Sidley attorneys have provided free services in 25 countries
Sidley’s international effort was inspired by its work on a cotton trade case in Brazil, which prompted the firm to look at other ways it could help the rural poor.
Launched in 2012, the Africa-Asia program offers free legal services to small and midsize agricultural enterprises and nongovernmental organizations focused on development. Since it began, 285 Sidley attorneys have provided counsel to 80 projects in 25 countries, some of them the poorest on Earth.
The program began with a focus on agriculture because the objective was “to assist the bottom of the pyramid in rural parts of Africa and Asia,” explains Scott Andersen, co-managing partner of Sidley’s Geneva office and managing partner of the Africa-Asia program.
Organizations that meet this criteria apply for pro bono services through Sidley’s website. While the administration of the program is funded entirely by Sidley, clients are asked to retain local counsel out of pocket and to cover travel expenses if a Sidley attorney needs to make an in-country visit.
While the program has drifted slightly from its agrarian roots, the goal remains to help those at the bottom of the economic dog pile. The NGOs and enterprises the program helps are as diverse topically as they are geographically.
One client, Rent-to-Own, is a social enterprise in Zambia that provides high-scale equipment to low-scale businesspeople to jump-start economic growth. Another client is Splash Mobile Money in Sierra Leone—the country’s first mobile payment platform to improve peer-to-peer money lending, something particularly helpful for the country’s rural population.
ONE EXAMPLE
Another organization Sidley assists is the Global Shea Alliance, based in Accra, Ghana. The GSA works in 28 countries to promote the use of shea—known as shea butter when used in chocolate and cosmetics.
Sidley advises the GSA on how to dismantle trade barriers in the United States and India. Currently, both countries do not allow shea butter in chocolate. However, as Geneva-based Sidley attorney Colette van der Ven notes, the international standard allows for up to 5 percent of noncocoa vegetable fats in chocolate.
Van der Ven and other Sidley attorneys assist the alliance by providing legal analysis and justification for the rule change. This effort includes the drafting and filing of a citizen petition with the Food and Drug Administration to change the rule, as well as organizing a panel at the World Trade Organization Public Forum about shea butter and regulatory barriers, according to Diane McEnroe, a partner in Sidley’s New York office.
“They are an incredibly passionate group of attorneys,” explains Joseph Funt, the GSA’s managing director. “They are not just interested in removing the trade barriers; they are interested in our sustainability projects and helping the GSA grow internationally.”

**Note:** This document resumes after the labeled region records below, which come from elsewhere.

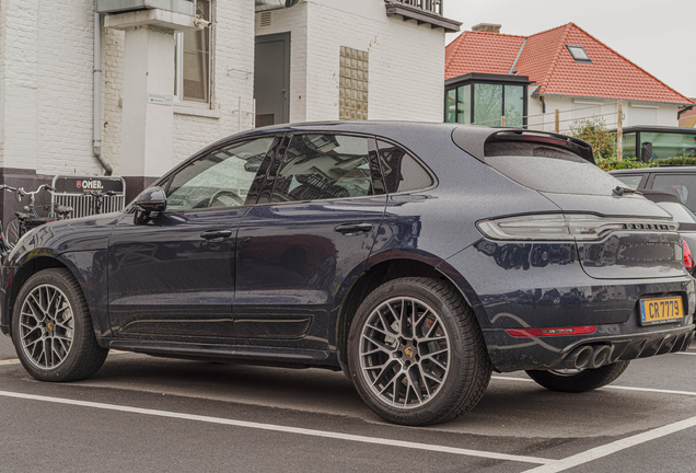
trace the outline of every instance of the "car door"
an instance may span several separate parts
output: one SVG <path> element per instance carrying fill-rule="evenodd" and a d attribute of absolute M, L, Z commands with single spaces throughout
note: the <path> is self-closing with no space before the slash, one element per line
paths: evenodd
<path fill-rule="evenodd" d="M 224 343 L 233 334 L 234 242 L 279 139 L 202 153 L 164 181 L 167 208 L 125 215 L 111 235 L 108 312 L 116 336 Z"/>
<path fill-rule="evenodd" d="M 283 147 L 240 226 L 235 334 L 246 344 L 326 349 L 384 214 L 376 147 L 334 134 L 295 134 Z"/>

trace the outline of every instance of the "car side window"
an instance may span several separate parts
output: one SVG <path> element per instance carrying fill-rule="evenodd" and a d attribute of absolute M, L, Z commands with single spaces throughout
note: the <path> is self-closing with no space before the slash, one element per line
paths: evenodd
<path fill-rule="evenodd" d="M 378 147 L 387 193 L 422 191 L 434 184 L 430 173 L 405 149 L 386 141 L 378 141 Z"/>
<path fill-rule="evenodd" d="M 295 135 L 278 171 L 271 203 L 374 195 L 370 138 Z"/>
<path fill-rule="evenodd" d="M 166 210 L 243 206 L 274 137 L 213 150 L 179 170 L 166 191 Z"/>

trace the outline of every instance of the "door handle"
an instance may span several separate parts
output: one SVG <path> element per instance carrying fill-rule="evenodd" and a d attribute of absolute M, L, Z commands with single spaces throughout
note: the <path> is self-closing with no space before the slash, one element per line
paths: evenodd
<path fill-rule="evenodd" d="M 206 230 L 200 233 L 200 238 L 205 238 L 206 240 L 230 236 L 232 236 L 232 230 Z"/>
<path fill-rule="evenodd" d="M 343 233 L 347 236 L 367 233 L 370 230 L 372 230 L 372 223 L 344 223 L 334 229 L 334 231 Z"/>

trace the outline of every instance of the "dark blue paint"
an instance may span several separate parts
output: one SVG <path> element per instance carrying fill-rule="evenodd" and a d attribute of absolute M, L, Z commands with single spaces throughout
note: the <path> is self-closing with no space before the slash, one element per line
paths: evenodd
<path fill-rule="evenodd" d="M 197 155 L 242 138 L 278 137 L 246 207 L 165 211 L 141 224 L 124 212 L 40 227 L 5 262 L 0 328 L 10 330 L 18 278 L 55 262 L 76 275 L 104 346 L 337 368 L 337 321 L 351 288 L 375 267 L 413 261 L 461 290 L 500 371 L 553 367 L 581 343 L 648 343 L 693 330 L 694 280 L 675 258 L 673 234 L 615 233 L 578 245 L 496 242 L 475 227 L 477 220 L 519 214 L 665 217 L 664 211 L 636 195 L 526 188 L 454 145 L 455 127 L 281 125 L 219 141 Z M 269 204 L 281 143 L 287 146 L 286 134 L 299 131 L 401 143 L 430 168 L 437 185 L 401 195 Z M 357 231 L 336 231 L 345 224 Z M 689 315 L 639 326 L 638 300 L 660 295 L 681 296 Z M 598 332 L 588 336 L 513 338 L 506 332 L 594 324 Z"/>

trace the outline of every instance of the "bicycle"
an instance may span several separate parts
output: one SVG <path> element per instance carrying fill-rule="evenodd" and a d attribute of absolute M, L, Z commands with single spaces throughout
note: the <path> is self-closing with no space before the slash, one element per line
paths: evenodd
<path fill-rule="evenodd" d="M 16 193 L 16 188 L 14 187 L 10 187 L 8 185 L 0 185 L 0 191 L 8 191 L 11 193 Z M 12 246 L 9 242 L 8 242 L 8 238 L 4 233 L 4 230 L 2 228 L 2 220 L 0 219 L 0 263 L 4 263 L 5 257 L 10 254 L 10 251 L 12 250 Z"/>
<path fill-rule="evenodd" d="M 104 203 L 104 197 L 114 196 L 117 193 L 114 191 L 90 191 L 92 197 L 94 197 L 94 215 L 102 214 L 102 204 Z"/>
<path fill-rule="evenodd" d="M 24 206 L 24 212 L 15 212 L 8 224 L 4 227 L 4 233 L 7 236 L 7 244 L 12 247 L 27 231 L 56 220 L 62 220 L 72 212 L 72 207 L 55 206 L 53 203 L 48 206 L 44 206 L 44 209 L 50 208 L 47 217 L 40 217 L 36 211 L 36 194 L 42 191 L 46 191 L 53 195 L 54 188 L 48 184 L 42 184 L 36 191 L 26 192 L 22 187 L 5 188 L 11 189 L 18 194 L 18 199 L 30 196 L 30 204 Z"/>

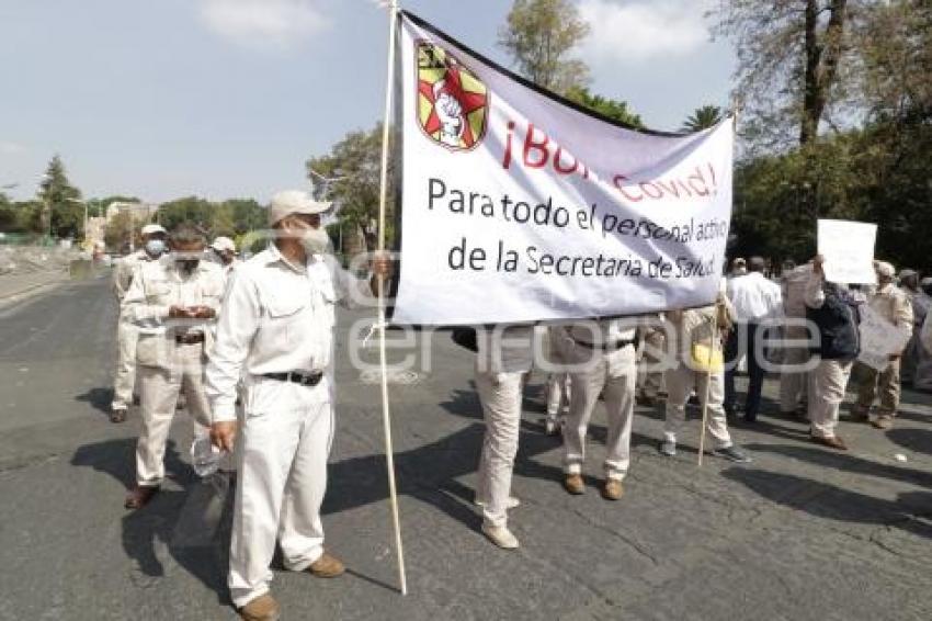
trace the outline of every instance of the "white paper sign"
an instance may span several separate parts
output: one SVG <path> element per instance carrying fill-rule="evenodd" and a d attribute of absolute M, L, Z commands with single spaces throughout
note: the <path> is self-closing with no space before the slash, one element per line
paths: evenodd
<path fill-rule="evenodd" d="M 877 225 L 846 219 L 818 222 L 819 255 L 829 282 L 876 284 L 874 245 Z"/>
<path fill-rule="evenodd" d="M 731 120 L 623 128 L 406 14 L 396 324 L 633 315 L 716 297 Z"/>
<path fill-rule="evenodd" d="M 857 360 L 883 371 L 890 363 L 890 355 L 902 353 L 910 331 L 896 327 L 866 304 L 861 305 L 860 313 L 861 352 Z"/>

Beyond helping the organizations themselves, this program is a way to improve the in-country law firms they partner with. According to Andersen, the partnership between Sidley and a Ghanaian firm improved that firm’s capacity to take on pro bono legal work. This, he says, will position them to take on Western clients as more Western investment enters the country.
While the core goal of the program is to assist organizations abroad, Sidley attorneys are also reaping benefits. Van der Ven, a WTO litigator, says this work creates a perspective she would not otherwise have. “It helps you to better understand what the on-the-ground implications are of different trade provisions.”
Similarly, McEnroe, whose practice area is FDA regulation, says that working on these pro bono projects provides a better understanding of how things get from the farm to a finished product. “We don’t always see that with our packaged-food clients,” she says.
Tommer Yoked, a sixth-year associate in Sidley’s Houston office, says the breadth of experiences from the Africa-Asia program have given him more confidence.
One of Yoked’s pro bono projects allowed him to take his experience structuring deals in the energy sector and apply it to rural farmers in East Africa. Ultimately, this effort helped farmers in Malawi and Tanzania improve the selling price of their product and decrease the cost they pay for seeds.
Even with the added hurdles in the developing world, Yoked says he feels this work is rewarding because “you are seeing the fruits of your labor.” And of his work in Tanzania he says: “It was one of those moments that made me really glad I went to law school.”